05/06/2013 2:31 PM ET
Lacrosse tournament field rewards records
Reputation not a major factor.
By Eamon McAnaney / SNY.tv
Loyola's Chris Layne will help his team defend their title in the tournament. (Craig Chase)

The NCAA selection committee kept the trend of turning the lacrosse world upside down with the field it put together for the 2013 tournament. Purists of the sport are screaming for expansion. They can’t wrap their heads around a field that doesn't include Johns Hopkins, Virginia or Princeton for the first time in history but, instead, includes Detroit. They also want to know why a North Carolina team that is ranked No. 1 in both polls is a five-seed while Ohio State is a 3 and why Cornell and Rob Pannell have to go on the road while a Penn State team that just lost to Towson is hosting Yale.

There is a simple answer for all of these questions. Math. The committee stuck to its criteria and its formula instead of being swayed by reputation, exposure and history. All you need to know about the zaniness of this season is that wins over Penn State, Denver and Loyola were, in the long run, worth more for Ohio State than wins over Johns Hopkins, Virginia and Princeton were for North Carolina. And that is why the Buckeyes get surprising Towson while the Tar Heels will have to dig in against a hot Lehigh team.
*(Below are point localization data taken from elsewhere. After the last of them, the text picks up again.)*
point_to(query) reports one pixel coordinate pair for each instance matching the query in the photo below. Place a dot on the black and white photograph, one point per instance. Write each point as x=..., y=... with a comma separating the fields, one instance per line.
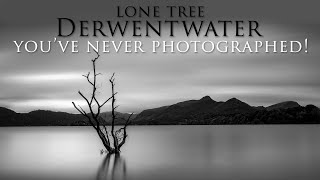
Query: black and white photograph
x=159, y=90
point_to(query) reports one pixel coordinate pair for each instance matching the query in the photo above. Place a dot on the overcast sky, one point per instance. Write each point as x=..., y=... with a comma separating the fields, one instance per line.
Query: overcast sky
x=51, y=81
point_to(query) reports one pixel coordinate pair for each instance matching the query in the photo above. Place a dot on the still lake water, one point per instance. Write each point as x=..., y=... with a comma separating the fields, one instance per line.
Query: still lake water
x=163, y=153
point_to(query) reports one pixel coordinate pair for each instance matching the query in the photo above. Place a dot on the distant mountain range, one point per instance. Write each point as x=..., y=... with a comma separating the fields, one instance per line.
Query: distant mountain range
x=203, y=111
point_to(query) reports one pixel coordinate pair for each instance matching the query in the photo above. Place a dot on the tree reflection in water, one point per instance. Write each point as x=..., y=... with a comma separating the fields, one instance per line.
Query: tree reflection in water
x=113, y=167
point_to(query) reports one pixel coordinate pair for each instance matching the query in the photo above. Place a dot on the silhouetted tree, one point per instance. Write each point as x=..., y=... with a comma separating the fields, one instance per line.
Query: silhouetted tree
x=113, y=139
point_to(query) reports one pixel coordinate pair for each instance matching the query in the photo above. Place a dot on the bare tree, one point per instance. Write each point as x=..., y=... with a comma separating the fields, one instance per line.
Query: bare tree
x=113, y=139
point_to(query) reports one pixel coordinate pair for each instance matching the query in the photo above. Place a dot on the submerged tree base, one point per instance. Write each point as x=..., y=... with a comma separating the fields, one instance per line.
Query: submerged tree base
x=111, y=138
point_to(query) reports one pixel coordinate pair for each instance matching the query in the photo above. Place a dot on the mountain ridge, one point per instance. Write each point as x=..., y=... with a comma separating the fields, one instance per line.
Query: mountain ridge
x=202, y=111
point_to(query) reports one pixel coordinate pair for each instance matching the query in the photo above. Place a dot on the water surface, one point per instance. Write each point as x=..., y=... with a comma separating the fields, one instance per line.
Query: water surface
x=163, y=152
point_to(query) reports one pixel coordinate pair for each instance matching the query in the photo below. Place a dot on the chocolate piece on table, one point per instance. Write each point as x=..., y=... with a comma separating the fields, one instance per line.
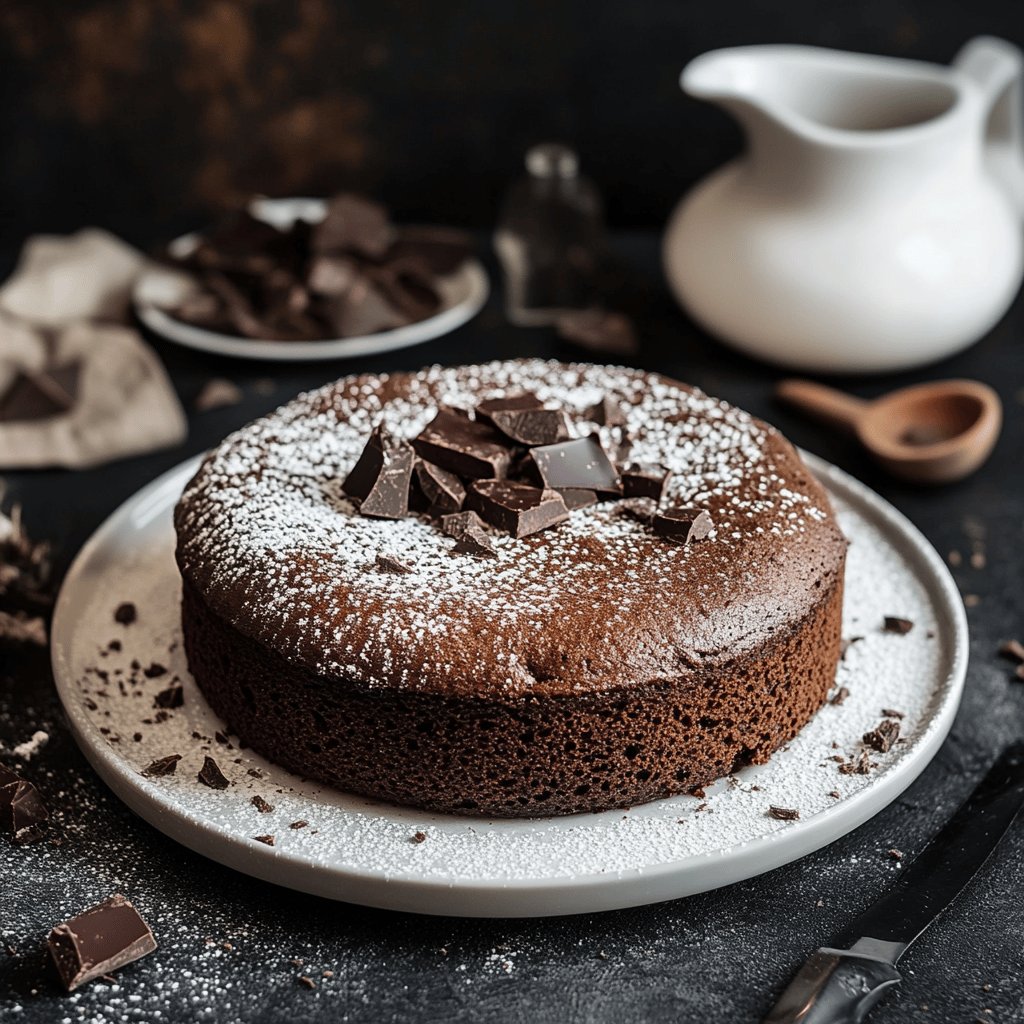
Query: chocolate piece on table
x=380, y=478
x=173, y=696
x=353, y=223
x=516, y=508
x=22, y=808
x=464, y=446
x=578, y=498
x=507, y=403
x=211, y=775
x=41, y=395
x=162, y=766
x=99, y=940
x=606, y=413
x=443, y=491
x=599, y=331
x=644, y=480
x=388, y=563
x=682, y=525
x=531, y=426
x=580, y=463
x=893, y=624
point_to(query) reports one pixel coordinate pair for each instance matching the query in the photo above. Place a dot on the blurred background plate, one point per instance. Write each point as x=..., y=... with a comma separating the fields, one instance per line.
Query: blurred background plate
x=463, y=295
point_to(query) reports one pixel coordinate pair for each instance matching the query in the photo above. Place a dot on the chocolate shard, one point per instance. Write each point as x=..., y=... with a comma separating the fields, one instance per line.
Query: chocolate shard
x=531, y=426
x=582, y=463
x=443, y=491
x=353, y=224
x=683, y=525
x=40, y=395
x=893, y=624
x=606, y=413
x=578, y=498
x=516, y=508
x=173, y=696
x=99, y=940
x=883, y=736
x=388, y=563
x=644, y=479
x=466, y=448
x=162, y=766
x=211, y=775
x=22, y=809
x=519, y=401
x=380, y=479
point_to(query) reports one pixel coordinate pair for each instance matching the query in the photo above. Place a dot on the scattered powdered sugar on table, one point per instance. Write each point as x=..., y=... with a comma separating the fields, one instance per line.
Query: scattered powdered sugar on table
x=347, y=836
x=282, y=554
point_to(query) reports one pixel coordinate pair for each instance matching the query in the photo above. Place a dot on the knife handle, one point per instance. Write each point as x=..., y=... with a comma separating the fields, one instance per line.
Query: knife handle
x=834, y=986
The parity that we saw across the country from the beginning of the season right up to Detroit’s OT win over Siena in MAAC title game had a major influence on the dynamics of the tournament and should set up an incredibly exciting postseason. Duke and Loyola both made it to the Final Four a year ago. Sunday evening they will play in a first round game. Maryland and Cornell were near consensus preseason picks to advance to championship weekend. On Sunday, the Terps and Big Red will meet in a first-round game.

Life will go on for one postseason without Hopkins, Virginia or Princeton. There does not need to be a knee-jerk reaction to one aberration of a year resulting in expansion of the postseason. Yes, if we could turn around a one-goal loss for Princeton to Penn or a one-goal loss for Virginia to Cornell or a one-goal loss for Hopkins to Carolina things would be drastically different, but that’s not how sports works. The games need to matter and if you make the field bigger the tradition-rich programs that play each other would qualify for the tournament before the first day of practice based solely on their schedules. We need to generate more excitement in the regular season, not make it irrelevant.

This was one of the most bizarre and entertaining regular seasons in recent memory, with classic games and huge upsets that played a major role in shaping the brackets. One can only wonder (hope?) if that is how the tournament will play out as well.